Second-placed Tesco also offers a rate of 7.9%, though you have to be an existing Tesco customer to apply. If you don't already bank with Tesco, you can still get a loan, but you'll have to pay a slightly higher rate of 8%.
When a loan wins the day
So that's the deal on £5,000, but what if your debts are slightly larger? Here are the top three deals if you want to borrow £10,000:
Loan provider |
APR |
Monthly payment |
Total amount repayable |
Sainsbury's Finance |
7.9% |
£200.99 |
£12,059.40 |
Alliance and Leicester |
7.9% |
£200.99 |
£12,059.40 |
Nationwide |
7.9% |
£200.99 |
£12,059.40 |
...and how they compare to borrowing £10,000 on the Virgin credit card
Monthly payments |
Time taken to pay off debt |
Total amount repayable (including BT fee of 2.98%) |
£150 a month |
Eight years, six months |
£15,544.95 |
£200 a month |
Five years, two months |
£12,578.33 |
£250 a month |
Three years, nine months |
£11,519.55 |
As you can see, the tables are somewhat turned when you compare rates on £10,000, and unless you can afford large monthly payments, you could end up forking out an extra £5,000 in interest with the Virgin card.
You also have to bear in mind that finding a credit card with such a big limit is a tall order, and means you'll have to have an excellent credit record to apply. Play with our own loan and credit card calculators to find which solution is best for you.
Rate for life
A halfway house between these two options is a lifetime balance transfer card.
Unlike a standard balance transfer card, in many cases you won't have to pay a transfer fee, and although you won't benefit from an interest-free period, you won't be hit with any shock interest payments either.
Here's what the payments on the market leading Barclaycard Simplicity credit card with a flat rate of 6.8% would look like on a £5,000 transfer:
Monthly payments |
Time taken to pay off debt |
Total amount repayable |
£150 a month |
Three years, one month |
£5,523.34 |
£200 a month |
Two years, three months |
£5,374.66 |
£250 a month |
One year, 10 months |
£5,289.65 |
...and on a £10,000 transfer:
Monthly payments |
Time taken to pay off debt |
Total amount repayable |
£150 a month |
Seven years |
£12,507.51 |
£200 a month |
Four years, 11 months |
£11,715.12 |
£250 a month |
Three years, 10 months |
£11,300.72 |
In these two cases the Simplicity credit card is right up there with the other options in terms of competitiveness, and could prove useful if you don't want to keep applying for credit cards.

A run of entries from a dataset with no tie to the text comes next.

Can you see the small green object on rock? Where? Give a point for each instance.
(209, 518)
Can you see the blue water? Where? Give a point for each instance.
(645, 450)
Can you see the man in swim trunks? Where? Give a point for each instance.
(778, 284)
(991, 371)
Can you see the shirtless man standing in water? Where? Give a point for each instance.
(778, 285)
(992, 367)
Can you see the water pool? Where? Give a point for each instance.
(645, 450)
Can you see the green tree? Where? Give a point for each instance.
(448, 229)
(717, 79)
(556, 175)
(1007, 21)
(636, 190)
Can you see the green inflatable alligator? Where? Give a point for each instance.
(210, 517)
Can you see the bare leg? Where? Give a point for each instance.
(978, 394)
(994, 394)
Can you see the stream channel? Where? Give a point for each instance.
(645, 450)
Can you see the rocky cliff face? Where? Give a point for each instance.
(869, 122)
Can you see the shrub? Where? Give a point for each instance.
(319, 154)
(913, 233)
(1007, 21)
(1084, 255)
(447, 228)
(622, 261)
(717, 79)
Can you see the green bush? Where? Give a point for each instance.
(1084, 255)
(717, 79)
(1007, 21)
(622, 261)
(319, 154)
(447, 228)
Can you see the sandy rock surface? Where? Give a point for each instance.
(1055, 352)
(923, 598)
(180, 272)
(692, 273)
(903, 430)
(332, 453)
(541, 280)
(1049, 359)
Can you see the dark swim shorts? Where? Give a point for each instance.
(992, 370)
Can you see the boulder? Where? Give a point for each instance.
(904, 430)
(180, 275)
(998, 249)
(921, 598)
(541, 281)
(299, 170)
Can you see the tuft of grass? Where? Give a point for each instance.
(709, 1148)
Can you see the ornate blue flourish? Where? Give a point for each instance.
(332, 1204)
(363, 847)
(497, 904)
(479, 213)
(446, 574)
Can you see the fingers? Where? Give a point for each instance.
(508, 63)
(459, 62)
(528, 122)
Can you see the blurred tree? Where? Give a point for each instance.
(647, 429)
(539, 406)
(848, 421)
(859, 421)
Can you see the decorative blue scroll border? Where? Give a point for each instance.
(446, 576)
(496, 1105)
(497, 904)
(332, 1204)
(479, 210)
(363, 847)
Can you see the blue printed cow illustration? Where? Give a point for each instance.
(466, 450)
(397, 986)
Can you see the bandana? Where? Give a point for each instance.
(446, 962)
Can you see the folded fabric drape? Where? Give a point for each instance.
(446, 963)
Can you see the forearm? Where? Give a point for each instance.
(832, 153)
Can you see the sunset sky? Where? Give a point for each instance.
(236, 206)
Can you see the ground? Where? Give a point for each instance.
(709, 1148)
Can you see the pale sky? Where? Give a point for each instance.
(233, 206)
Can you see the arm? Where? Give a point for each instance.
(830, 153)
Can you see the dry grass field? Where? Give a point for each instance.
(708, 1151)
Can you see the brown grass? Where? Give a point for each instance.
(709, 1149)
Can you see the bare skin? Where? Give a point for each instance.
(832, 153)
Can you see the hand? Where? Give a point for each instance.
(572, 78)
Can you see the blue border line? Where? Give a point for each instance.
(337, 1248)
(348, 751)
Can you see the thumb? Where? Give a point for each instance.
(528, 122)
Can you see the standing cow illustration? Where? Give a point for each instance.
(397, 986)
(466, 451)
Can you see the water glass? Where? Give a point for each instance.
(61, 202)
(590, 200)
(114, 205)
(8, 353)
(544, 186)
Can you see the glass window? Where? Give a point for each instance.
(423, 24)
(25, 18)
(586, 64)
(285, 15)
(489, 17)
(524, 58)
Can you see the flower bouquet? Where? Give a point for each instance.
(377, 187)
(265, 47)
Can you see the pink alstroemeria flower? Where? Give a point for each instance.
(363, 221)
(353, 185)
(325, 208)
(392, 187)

However, you have to have an impeccable credit record in order to get the Simplicity card, so bear this in mind before you apply.
Whatever payment plan you choose, remember that the sooner you pay your debt off, the less interest you'll pay. So set up a plan and stick to it, and whether it's a loan or credit card you choose, you'll be taking you first steps towards financial freedom.